Special Issue on ‘Advances in Hydrogel Scaffolding of Stem Cells’

by
Shreyas Kuddannaya
The Russell H. Morgan Department of Radiology and Radiological Science, Division of MR Research, The Johns Hopkins School of Medicine, Baltimore, MD 21205, USA
Processes 2023, 11(10), 2863; https://doi.org/10.3390/pr11102863
Submission received: 17 September 2023 / Accepted: 24 September 2023 / Published: 28 September 2023
(This article belongs to the Special Issue Advances in Hydrogel Scaffolding of Stem Cells)
We are currently in the midst of an exciting phase in the field of biomedical engineering, where the convergence of material chemistry and cell biology is opening up new avenues for understanding human physiological systems and advancing stem-cell-based approaches to mitigate tissue degeneration and organ failure. This multidisciplinary synergy is driving innovation in both in vitro modeling and in vivo tissue repair. In the realm of in vitro modeling, cell encapsulation within synthetic matrices has provided valuable insights into stem cell maturation, therapeutic release, and the modeling of tumor microenvironments.

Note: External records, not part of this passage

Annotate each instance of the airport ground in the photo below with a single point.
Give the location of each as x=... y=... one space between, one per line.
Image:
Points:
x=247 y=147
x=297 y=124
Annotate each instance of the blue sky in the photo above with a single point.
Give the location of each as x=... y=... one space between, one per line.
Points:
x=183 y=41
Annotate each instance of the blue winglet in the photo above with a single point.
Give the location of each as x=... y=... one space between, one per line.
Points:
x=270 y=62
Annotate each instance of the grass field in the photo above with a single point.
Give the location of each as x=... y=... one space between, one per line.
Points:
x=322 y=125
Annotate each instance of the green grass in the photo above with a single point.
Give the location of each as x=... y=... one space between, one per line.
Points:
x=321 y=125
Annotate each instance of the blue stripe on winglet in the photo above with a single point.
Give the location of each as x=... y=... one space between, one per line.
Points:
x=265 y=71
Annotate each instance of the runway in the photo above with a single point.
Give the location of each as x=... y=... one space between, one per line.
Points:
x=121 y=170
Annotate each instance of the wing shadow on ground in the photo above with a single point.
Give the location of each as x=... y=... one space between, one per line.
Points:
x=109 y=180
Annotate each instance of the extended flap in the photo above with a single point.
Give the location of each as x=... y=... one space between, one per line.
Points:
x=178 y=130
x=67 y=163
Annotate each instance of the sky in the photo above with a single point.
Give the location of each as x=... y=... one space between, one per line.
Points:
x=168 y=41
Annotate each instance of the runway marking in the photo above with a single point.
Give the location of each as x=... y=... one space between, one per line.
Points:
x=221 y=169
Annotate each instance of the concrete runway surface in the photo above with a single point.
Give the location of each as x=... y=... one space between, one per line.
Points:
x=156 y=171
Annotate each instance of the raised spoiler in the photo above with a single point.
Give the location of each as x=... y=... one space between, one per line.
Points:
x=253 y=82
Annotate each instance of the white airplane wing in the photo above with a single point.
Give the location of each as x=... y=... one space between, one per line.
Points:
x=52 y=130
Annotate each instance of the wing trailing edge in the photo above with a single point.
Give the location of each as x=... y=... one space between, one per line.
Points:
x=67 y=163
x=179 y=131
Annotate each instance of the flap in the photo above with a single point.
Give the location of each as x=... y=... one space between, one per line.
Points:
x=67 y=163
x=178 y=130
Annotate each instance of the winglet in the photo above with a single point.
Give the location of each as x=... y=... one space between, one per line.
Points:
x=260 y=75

Hydrogels are polymeric matrices predominantly composed of water and offer distinct advantages by enabling the development of biomimetic environments with tunable chemistry, architecture, and mechanical properties. Their versatile properties are crucial for the successful design of both in vitro models and in vivo tissue repair strategies. Specially, to harness the full potential of stem cell therapies, it is essential to have a comprehensive understanding of the stem cell microenvironment and the ability to systematically tailor hydrogel properties. This includes not only the chemical modification of hydrogels to enhance cell adhesion but also the optimization of hydrogel rheological properties to facilitate the smooth injection of stem cells. The rational design of biomimetic hydrogels also necessitates a deep consideration of immune modulation, reactivity, and biocompatibility. On the other hand, different classes of hydrogels have been developed with sustained release properties for use as anti-cancer or anti-inflammatory drug-eluting constructs. Over the past decade, breakthroughs in 3D and 4D bioprinting have taken us further by allowing the creation of mini-organs, functional tissues and drug-eluting constructs with diverse architectures and compositions. These developments in hydrogel scaffolding are pushing the boundaries in replicating human physiological systems and developing ways to improve the bioavailability of therapeutic biomolecules or drugs in ways never before achievable. In practical terms, these improvements can take various forms. For instance, researchers are exploring novel chemical modifications of hydrogels to create 3D micro-architectures that promote cell adhesion and interaction, as well as to release drugs smoothly from the matrices.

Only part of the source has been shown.